- Бахов! - ору во всю мощь своего командирского голоса, едва переступив порог. - Ко мне!
Ни тихо в избе. Ни шороха.
- Бахов, - уже в полголоса зову я, чуя что-то неладное.
Смотрю на стол, с приготовленным инструментом, и колени мои начинаю подрагивать. Нет на столе прежнего порядка. Не на своих местах инструмент. Не так я его выкладывал. Поднимаю глаза выше: на защитную крышку аппаратуры... И тут колени у меня заходятся в безудержной пляске святого Витта. Печать на контрольном винте крепления разворочена! Моя печать! Кто-то снимал защитную крышку в моё отсутствие.
Хватаю со стола отвертку. Руки дрожат. Жало отвертки никак не хочет попасть в паз. Помогаю ему пальцами свободной руки. Крышка с обиженным звоном падает на пол. Я смотрю на аппаратуру и уже не дрожу, а каменею. На своих местах нет сразу трёх радиоламп. Маяк выведен из строя! А до включения его в работу осталось всего-то два часа... Это конец!
- Сволочь! - ору я после минутного оцепенения, так громко, что черная паутина сыпется по углам. - Тварь! Гнида! Фашист!

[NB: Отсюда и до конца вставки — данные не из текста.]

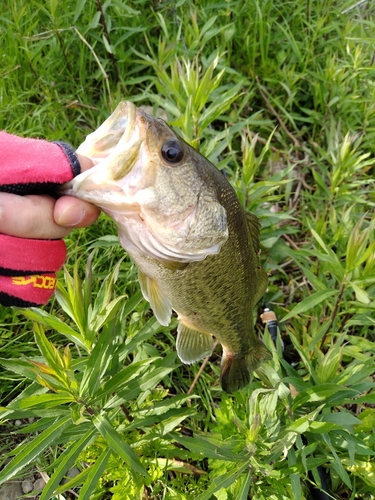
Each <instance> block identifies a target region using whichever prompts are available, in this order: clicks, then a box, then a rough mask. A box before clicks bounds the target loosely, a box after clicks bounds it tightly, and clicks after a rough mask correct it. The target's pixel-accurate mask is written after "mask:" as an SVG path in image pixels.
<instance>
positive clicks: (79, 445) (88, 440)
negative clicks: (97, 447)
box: [40, 428, 97, 500]
mask: <svg viewBox="0 0 375 500" xmlns="http://www.w3.org/2000/svg"><path fill="white" fill-rule="evenodd" d="M96 435H97V430H96V429H95V428H92V429H90V430H89V431H88V432H87V433H86V434H85V435H84V436H83V437H82V438H81V439H79V440H78V441H76V442H74V443H72V444H71V445H70V446H68V448H66V450H65V451H64V453H63V454H62V455H61V456H60V457H59V465H58V467H57V468H56V470H55V472H54V473H53V475H52V476H51V478H50V480H49V481H48V483H47V484H46V486H45V488H44V489H43V493H42V494H41V496H40V500H47V499H48V498H50V497H51V496H52V493H53V492H54V490H55V489H56V487H57V486H58V485H59V483H60V481H61V480H62V478H63V477H64V475H65V474H66V472H67V471H68V470H69V469H70V467H71V466H72V465H73V464H74V463H75V461H76V460H77V458H78V456H79V454H80V453H82V451H83V450H84V449H85V448H86V446H88V445H89V444H90V443H92V441H93V440H94V439H95V437H96Z"/></svg>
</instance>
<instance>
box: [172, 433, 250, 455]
mask: <svg viewBox="0 0 375 500" xmlns="http://www.w3.org/2000/svg"><path fill="white" fill-rule="evenodd" d="M171 436H173V439H175V440H176V441H177V442H178V443H180V444H182V445H183V446H185V447H186V448H187V449H188V450H190V451H192V452H193V453H198V454H199V455H201V456H202V457H207V458H213V459H216V460H229V461H233V462H243V461H244V460H246V459H247V452H246V451H245V450H244V452H243V453H241V454H240V453H234V451H233V450H232V447H231V446H230V445H226V444H225V445H224V444H223V443H222V441H221V440H220V439H216V438H211V439H210V438H209V437H208V436H207V437H204V438H203V437H199V438H195V437H193V438H190V437H186V436H181V435H180V434H177V433H171Z"/></svg>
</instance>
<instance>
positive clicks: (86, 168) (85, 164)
mask: <svg viewBox="0 0 375 500" xmlns="http://www.w3.org/2000/svg"><path fill="white" fill-rule="evenodd" d="M76 154H77V153H76ZM77 158H78V161H79V163H80V165H81V171H82V172H84V171H85V170H88V169H89V168H92V167H93V166H94V165H95V164H96V162H95V161H94V160H93V159H92V158H88V157H87V156H82V155H79V154H77Z"/></svg>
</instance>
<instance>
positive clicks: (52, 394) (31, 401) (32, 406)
mask: <svg viewBox="0 0 375 500" xmlns="http://www.w3.org/2000/svg"><path fill="white" fill-rule="evenodd" d="M72 401H74V396H72V395H71V394H60V393H59V394H53V393H48V394H38V395H37V396H31V397H29V398H24V399H22V400H21V401H20V402H19V404H18V408H25V409H27V408H38V407H39V408H54V407H55V406H60V405H63V404H65V403H71V402H72Z"/></svg>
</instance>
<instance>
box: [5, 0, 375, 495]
mask: <svg viewBox="0 0 375 500" xmlns="http://www.w3.org/2000/svg"><path fill="white" fill-rule="evenodd" d="M374 13H375V12H374V6H373V5H372V3H371V2H370V1H365V2H358V3H357V4H356V3H355V2H354V1H352V0H350V1H349V0H348V1H345V2H342V3H340V4H339V3H338V2H334V1H333V0H328V1H323V0H318V1H315V2H311V1H308V2H303V1H302V0H296V1H294V2H285V1H284V2H282V1H280V0H268V1H264V2H261V1H256V0H245V1H243V0H242V1H236V0H234V1H231V2H212V1H209V0H204V1H201V2H191V1H188V0H180V1H179V2H153V3H152V2H151V3H150V2H146V1H144V0H134V1H127V2H124V1H119V0H108V1H107V2H105V3H104V2H102V1H101V0H95V1H94V0H80V1H78V2H68V1H67V0H60V1H55V0H51V1H48V2H38V1H34V0H30V1H29V2H23V1H21V0H13V1H11V0H5V2H3V8H2V13H1V15H0V37H1V46H2V48H3V50H2V52H1V60H2V64H1V68H0V75H1V78H0V127H1V128H2V129H6V130H7V131H9V132H12V133H16V134H19V135H23V136H33V137H45V138H47V139H49V140H66V141H69V142H70V143H72V144H73V145H74V146H78V145H79V144H80V143H81V142H82V141H83V139H84V137H85V136H86V135H87V134H88V133H90V132H91V131H92V130H94V129H95V128H96V127H97V126H98V125H99V124H100V123H101V122H102V121H103V120H104V119H105V118H107V117H108V115H109V114H110V112H111V111H113V109H114V107H115V106H116V105H117V103H118V102H119V101H120V100H121V99H125V98H126V99H129V100H132V101H133V102H135V103H136V104H137V105H142V106H147V107H148V108H147V109H148V110H149V111H152V112H154V113H156V114H159V115H162V116H163V117H164V118H165V119H166V120H167V121H168V122H169V123H170V124H171V125H172V126H173V127H174V128H175V129H176V130H177V131H178V133H179V134H180V135H181V136H182V137H183V138H184V139H185V140H186V141H188V142H189V143H191V144H192V145H193V146H194V147H195V148H197V149H199V150H200V151H201V152H202V153H203V154H204V155H205V156H207V157H208V158H209V159H210V160H211V161H212V162H213V163H215V165H216V166H217V167H218V168H219V169H221V170H223V172H224V174H225V175H226V176H227V177H228V179H229V180H230V182H231V183H232V185H233V187H234V188H235V190H236V192H237V194H238V197H239V199H240V201H241V203H242V204H243V206H244V207H245V208H246V209H249V210H251V211H252V212H254V213H256V215H257V216H258V217H259V219H260V221H261V223H262V231H261V248H262V251H261V256H260V257H261V260H262V263H263V265H264V267H265V269H266V270H267V272H268V274H269V287H268V290H267V292H266V294H265V298H264V299H265V302H266V305H267V306H268V307H270V308H271V309H273V310H274V311H275V313H276V314H277V317H278V320H279V330H278V334H277V338H276V342H275V343H274V342H273V340H272V339H271V335H270V333H269V331H268V329H267V327H265V328H264V325H262V323H261V321H260V320H258V315H255V314H254V317H256V319H255V321H256V328H257V331H258V333H259V334H260V335H261V336H262V338H263V340H264V342H265V343H266V345H267V346H268V348H269V349H270V350H271V352H272V354H273V358H272V361H270V362H268V363H267V364H265V365H264V366H263V367H261V369H259V370H258V371H257V372H256V373H255V374H254V376H253V379H252V381H251V383H250V384H249V385H248V386H247V387H246V388H245V389H243V390H241V391H238V392H237V393H236V394H235V395H228V394H225V393H223V392H222V391H221V389H220V386H219V384H218V375H219V360H220V355H219V353H214V355H213V356H212V357H211V358H210V359H209V360H205V362H204V369H203V370H201V367H200V366H197V365H192V366H189V367H186V366H183V365H181V364H180V362H179V361H178V359H177V357H176V353H175V326H176V325H175V324H174V323H173V322H172V324H171V326H170V327H162V326H160V325H159V324H158V323H157V321H156V319H155V318H154V317H153V316H152V314H151V313H150V310H149V307H148V304H147V303H146V302H145V301H144V300H143V299H142V296H141V292H140V290H139V286H138V283H137V278H136V276H137V273H136V269H135V267H134V265H133V264H132V262H131V261H130V260H129V259H128V257H127V256H126V255H125V254H124V252H123V250H122V249H121V248H120V246H119V244H118V239H117V236H116V228H115V227H114V225H113V224H112V222H111V221H110V220H109V218H108V217H106V216H102V217H101V219H100V221H99V223H97V224H96V225H94V226H93V227H90V228H88V229H85V230H75V231H73V232H72V233H71V234H70V235H69V236H68V237H67V239H66V243H67V246H68V260H67V262H66V266H65V269H64V270H63V271H61V273H60V275H59V287H58V290H57V292H56V294H55V298H54V299H53V300H52V301H51V303H50V304H49V305H48V306H46V307H44V308H42V309H38V308H32V309H29V310H17V309H9V308H2V309H1V310H0V333H1V335H0V366H1V372H0V379H1V384H0V386H1V392H0V397H1V403H0V404H1V407H0V450H1V455H0V482H2V483H3V482H6V481H8V480H11V479H12V480H14V479H20V480H21V478H24V477H27V476H28V475H29V474H31V473H33V474H37V473H43V474H44V477H47V478H49V481H48V482H47V484H46V486H45V488H44V489H43V491H42V492H40V498H41V500H43V499H49V498H51V499H52V498H68V497H69V495H74V496H75V497H78V498H79V500H83V499H99V498H114V499H115V500H127V499H129V500H134V499H168V500H169V499H186V500H190V499H194V500H215V499H217V500H234V499H235V500H238V499H239V500H246V499H247V498H254V499H257V500H262V499H266V498H267V499H272V500H279V499H285V500H290V499H293V500H294V499H296V500H300V499H301V500H303V499H306V500H307V499H311V498H318V497H317V492H320V493H321V492H322V490H325V498H336V499H348V500H349V499H355V498H363V499H366V500H370V499H374V498H375V494H374V491H375V462H374V455H375V436H374V422H375V410H374V404H375V395H374V394H375V393H374V356H375V343H374V327H375V320H374V310H375V301H374V292H375V218H374V202H375V198H374V194H373V193H374V144H375V140H374V139H375V117H374V110H375V108H374V102H375V87H374V71H375V70H374V54H373V40H374V37H375V24H374V21H373V19H374ZM262 309H263V303H262V304H260V305H259V311H257V312H262ZM16 421H20V422H21V426H16V425H15V422H16ZM73 466H75V467H77V468H78V470H79V474H78V475H77V476H76V477H75V478H73V479H72V478H70V479H69V480H68V482H64V481H63V479H64V478H65V476H66V474H67V473H68V471H69V470H70V469H71V468H72V467H73ZM58 495H60V497H58Z"/></svg>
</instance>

Потом, что есть силы, бью кулаком по столу. Инструменты прыгают, звенят, что-то падает на пол. Гнев бьется, бурлит во мне, как лава, перед извержением просыпающегося вулкана. Всё хочется крушить вдребезги! Хватаю табурет и швыряю его в стену! Он ударяется с резким треском и падает на лавку. От столь неожиданной подлости Бахова у меня, кажется, вот-вот помрачится рассудок. Как он меня объегорил! Даже охотника убил, чтобы выманить с боевого поста. Всё рассчитал, гнида! Не иначе в фашистской школе диверсантов его всем этим премудростям обучили. Гад! Гнев мешает думать и сладить у меня с ним не получается, но...
- Какой же я, идиот! - неожиданно бью себя ладонью по лбу, у меня же есть запасные лампы, а вдруг...
Торопливо открываю свой тайник под лавкой и дрожащими руками достаю две лампы, ставлю их на место, потом долго шарю по выложенной сухим мохом нише под половицей. А вдруг!? Глупо надеяться на чудо, но в этой ситуации мне больше надеяться не на что. Чуда не случается, да и не должно его случиться. Не дал мне лампы такого типа интендант на складе.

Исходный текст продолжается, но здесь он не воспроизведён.